Lozan müzakerelerinde İngiliz Heyet Reisi Lord Gürzon şöyle demişti;

“Türkiye İslâmî alâkasını ve İslâm’ı temsil rolünü kendi eliyle çözer ve atarsa, bizimle hulûs birliği etmiş olur. Otuz sene sonra gelecek neslin kendi eliyle Kur’ân’ı imha etmesini sağlayacak bir plan yapmalıyız”

Ve yaptılar.

Fikrin nüvesi Tevrat’tandı;

“Ve dediler:

Bütün yeryüzüne dağılmayalım diye bir kule bina edelim ve kendimize bir nam yapalım.

Ve âdemoğullarının yapmakta olduğu şehri ve kuleyi görmek için Rab indi.

Ve Rab dedi;

Gelin, inelim ve birbirlerinin dilini anlamasınlar diye onların dilini karıştıralım.

Ve Rab onları bütün yeryüzü üzerine oradan dağıttı” [Tevrat, Eski Ahit, Bap, 11/1-9]

Cumhurbaşkanı Erdoğan, Kabine toplantısı sonrası, Türkiye’nin diyalogla, müzakere ve anlaşma ile çözülmeyecek hiçbir meselenin olmadığına inandığını vurguladığı konuşmasında;

“Tabii bu yaklaşım hakikate ve hakkaniyete uygun tekliflerle karşımıza gelinmesi şartıyla geçerlidir. Aksi takdirde ataların ‘pilavdan dönenin kaşığı kırılsın’ dedikleri gibi biz de hiçbir mücadeleden kaçınmayız. Bu söylediklerimizin kuru bir retorik olmadığını ispata, bırakınız 2000 yıllık devlet geçmişimizi, coğrafyamızdaki 1000 yıllık serencamımızı, sadece son dönemdeki mücadelelerimiz dahi yeterlidir” demişti.

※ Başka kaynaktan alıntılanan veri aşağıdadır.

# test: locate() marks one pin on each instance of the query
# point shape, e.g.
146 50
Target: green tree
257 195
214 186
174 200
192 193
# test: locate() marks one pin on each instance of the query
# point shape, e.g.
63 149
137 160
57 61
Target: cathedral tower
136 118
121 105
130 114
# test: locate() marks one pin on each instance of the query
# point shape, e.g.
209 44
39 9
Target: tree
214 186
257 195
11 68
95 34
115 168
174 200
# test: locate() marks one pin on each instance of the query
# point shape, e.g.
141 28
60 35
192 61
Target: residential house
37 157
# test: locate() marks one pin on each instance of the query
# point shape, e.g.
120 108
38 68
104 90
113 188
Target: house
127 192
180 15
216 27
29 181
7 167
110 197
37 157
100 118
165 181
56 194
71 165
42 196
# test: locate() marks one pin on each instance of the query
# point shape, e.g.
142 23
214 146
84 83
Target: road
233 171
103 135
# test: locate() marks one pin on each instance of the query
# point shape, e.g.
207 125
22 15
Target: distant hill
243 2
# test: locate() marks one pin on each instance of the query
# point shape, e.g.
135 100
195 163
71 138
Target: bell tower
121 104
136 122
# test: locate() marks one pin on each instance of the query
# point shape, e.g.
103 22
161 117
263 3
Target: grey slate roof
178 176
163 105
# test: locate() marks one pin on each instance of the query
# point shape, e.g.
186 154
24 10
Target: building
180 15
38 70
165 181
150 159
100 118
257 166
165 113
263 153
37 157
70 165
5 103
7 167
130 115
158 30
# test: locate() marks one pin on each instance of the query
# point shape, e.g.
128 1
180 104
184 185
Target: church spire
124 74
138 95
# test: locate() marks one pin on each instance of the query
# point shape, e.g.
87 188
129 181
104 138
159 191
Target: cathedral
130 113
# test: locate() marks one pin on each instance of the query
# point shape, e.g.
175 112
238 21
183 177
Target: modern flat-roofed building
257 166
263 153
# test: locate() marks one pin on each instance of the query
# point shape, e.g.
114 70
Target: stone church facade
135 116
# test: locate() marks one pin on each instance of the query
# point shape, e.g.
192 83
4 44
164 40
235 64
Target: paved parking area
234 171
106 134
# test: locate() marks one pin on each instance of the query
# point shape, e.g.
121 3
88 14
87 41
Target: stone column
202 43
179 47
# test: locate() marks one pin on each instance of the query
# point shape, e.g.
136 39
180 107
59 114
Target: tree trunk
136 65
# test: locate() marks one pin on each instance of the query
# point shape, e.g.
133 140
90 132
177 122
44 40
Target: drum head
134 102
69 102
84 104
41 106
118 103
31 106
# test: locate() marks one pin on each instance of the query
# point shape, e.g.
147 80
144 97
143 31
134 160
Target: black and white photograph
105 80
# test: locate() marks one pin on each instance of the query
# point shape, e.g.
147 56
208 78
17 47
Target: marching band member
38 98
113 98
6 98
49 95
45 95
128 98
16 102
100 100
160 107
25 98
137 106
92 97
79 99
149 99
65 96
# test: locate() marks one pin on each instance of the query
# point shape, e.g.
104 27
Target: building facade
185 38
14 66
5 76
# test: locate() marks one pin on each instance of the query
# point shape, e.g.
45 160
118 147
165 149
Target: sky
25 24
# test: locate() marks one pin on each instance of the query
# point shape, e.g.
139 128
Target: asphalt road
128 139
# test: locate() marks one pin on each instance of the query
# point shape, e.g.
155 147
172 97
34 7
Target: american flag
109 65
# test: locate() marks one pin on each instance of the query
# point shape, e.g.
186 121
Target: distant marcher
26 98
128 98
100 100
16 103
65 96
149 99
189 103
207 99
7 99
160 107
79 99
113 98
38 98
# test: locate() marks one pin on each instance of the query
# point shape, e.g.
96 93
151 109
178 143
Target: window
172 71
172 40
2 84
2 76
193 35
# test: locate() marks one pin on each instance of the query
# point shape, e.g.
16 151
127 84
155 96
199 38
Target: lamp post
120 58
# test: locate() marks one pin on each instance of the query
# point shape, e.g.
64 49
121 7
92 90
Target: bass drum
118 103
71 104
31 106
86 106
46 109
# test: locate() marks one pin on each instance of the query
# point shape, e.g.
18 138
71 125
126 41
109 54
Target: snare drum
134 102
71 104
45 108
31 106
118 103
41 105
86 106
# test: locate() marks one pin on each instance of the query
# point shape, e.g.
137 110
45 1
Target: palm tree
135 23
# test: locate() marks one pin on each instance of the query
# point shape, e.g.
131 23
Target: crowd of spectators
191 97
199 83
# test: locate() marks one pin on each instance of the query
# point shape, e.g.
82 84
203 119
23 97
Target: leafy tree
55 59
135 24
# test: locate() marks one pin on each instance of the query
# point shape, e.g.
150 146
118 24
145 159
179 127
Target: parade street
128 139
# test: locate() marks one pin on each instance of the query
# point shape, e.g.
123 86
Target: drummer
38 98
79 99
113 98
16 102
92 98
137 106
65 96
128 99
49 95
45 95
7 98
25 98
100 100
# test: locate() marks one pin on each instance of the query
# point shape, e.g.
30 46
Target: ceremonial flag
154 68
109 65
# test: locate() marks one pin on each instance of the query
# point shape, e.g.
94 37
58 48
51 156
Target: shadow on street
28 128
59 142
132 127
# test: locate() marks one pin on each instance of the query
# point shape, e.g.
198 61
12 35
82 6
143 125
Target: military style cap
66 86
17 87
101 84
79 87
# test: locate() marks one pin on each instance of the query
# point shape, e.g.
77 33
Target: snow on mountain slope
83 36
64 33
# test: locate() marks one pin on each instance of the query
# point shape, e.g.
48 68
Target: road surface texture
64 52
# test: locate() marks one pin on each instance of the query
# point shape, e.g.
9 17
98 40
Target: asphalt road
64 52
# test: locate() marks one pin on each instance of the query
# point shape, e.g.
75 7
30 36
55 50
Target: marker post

Metin yazarlarının Erdoğan Fransa ve Yunanistan’a seslenirken Yunanca bir kelime tercihi bana manidar gelmişti.

Retorik kelimesi, Erdoğan’ın Ayasofya’nın açılışından sonra yaptığı konuşmasında; “Gençlik yıllarımızın hayalini de gerçeğe dönüştürdüğümüz için ayrıca memnunuz. Kimse ‘Bu siyasi bir retoriktir, siyasi bir yaklaşımdır gibi basit yaklaşımların içerisine girmesin’ şeklinde…

Kuzey Marmara Otoyolu açılış töreninde; “Kendi ömrümüz vefa etmese bile bizden sonraki nesillere böyle bir vizyon bırakmayı, böyle bir ülke bırakmayı milletimize yaptığımız en büyük hizmetlerden biri olarak kabul ediyoruz. Üstelik bunu sadece lafla, sadece söylemle, sadece retorikle yapmıyor, somut icraatlarımızla bilfiil hayata geçiriyoruz” şeklinde kullanılıyor.

Üç metinde de hamaset anlamında…

Cumhurbaşkanı Erdoğan bir keresinde “Biz arenalara karşıyız ve bakana da talimatı verdim, arena isimlerini stadyumlardan kaldıracağız. Ne demek arena? Bizim dilimizde böyle bir şey yok” demişti.

Bizim dilimizde retorik var mı, bu metinleri kim yazıyor?

Erdoğan’ın dil mevzuundaki düşüncelerinin kararlı bir şekilde hayata geçirilememesinin sebebini anlayabilmiş değilim.

Anlayamadığım bir şey daha var:

Kur’an’a yakın olduklarını iddia edenler, dilimizi Kur’an’dan ve Kur’an’ı hayattan uzaklaştırma tertiplerinin farkına neden varamıyorlar?

Erdoğan’ın Dil Bayramı mesajı;

“Türkçemizi hayatın her alanında bütün derinliği ve zenginliği ile yaşatmalıyız.

Günlük yaşamdan sosyal medya mecralarına, her alanda Türkçenin doğru ve güzel kullanımına hassasiyet gösterilmesi, devraldığımız zengin dil mirasını gelecek nesillere aktarmanın en önemli adımı olacaktır”

Dilimizdeki Kur’an menşeli ‘hayat’ kelimesini uydurukça ‘yaşam’a hangi metin yazarı tercih ediyor?

Son Söz Üstad Necip Fazıl’dan;

“Ruhsal, parasal, soyut, boyut, yaşam, eğilim,

Ya bunlar Türkçe değil yahut ben Türk değilim!”